The current issue is that Ian has spiked a fever. Anytime a patient spikes a fever after surgery, infection is a worry. There is the initial surgery sight and his portacath sight, as well as the possibility that he has aspirated… They’ve got 3 IV antibiotics on board, and we’re hoping they can nip this in the bud, whereever it’s coming from!
We discussed the possibility of proton beam therapy rather than traditional radiation, which I will discuss more soon if we go that route.
They are concerned about him not getting in enough nutrition, as eating hasn’t picked up much, and now he’s been in more pain the past few days, he just hasn’t been eating as much. It’s very common for patients being treated for medulloblastoma to require a feeding tube for supplemental feeding, especially as treatment gets rough with all of the nausea, etc… I asked about trying some good natural smoothies and protein shakes for now to get some nutitionally dense goodness into him, rather than some canned formula, and they were fine with that, so I grabbed some good stuff tonight to bring down to start our in-hospital-room smoothie bar tomorrow morning!
He’s going to be seen by the pain management team tomorrow, as we still haven’t been able to manage his pain, especially with his drug sensitivities… I’m really hoping they can find a good route to take with him, as he’s really stalled out on the rehab with feeling so crummy. He didn’t feel good enough for anything today- no occupational therapy, no physical therapy, not even speech therapy.

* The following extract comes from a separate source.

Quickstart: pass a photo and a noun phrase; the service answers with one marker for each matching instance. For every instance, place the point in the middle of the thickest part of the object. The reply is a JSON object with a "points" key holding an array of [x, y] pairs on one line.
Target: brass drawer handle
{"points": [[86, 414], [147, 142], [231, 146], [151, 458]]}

He’s exhausted, in pain, experiencing almost constant dizziness, and has just plain lost his zest.
Prayer requests for Thursday-
that the antibiotics would work quickly to knock out this infection
that Ian could get good sleep, I really think it would help his energy level and overall pain levels
that Ian could get enough good nutrition and not require a feeding tube, at least not yet, seems way too early in the game for that to me…
that we would have wisdom in making treatment decisions, that the Lord would bring the right people with the right knowledge and skill
that Ian could get back to the work of physical therapy, that his body would heal quickly and fully as he retrains his brain to work all of his muscles again
that we could work out a workable schedule to get out homeschooling started up again soon
that the other children would all stay healthy through this late summer allergy season, especially our asthma girls
that the Lord would bless those who have blessed us so!!!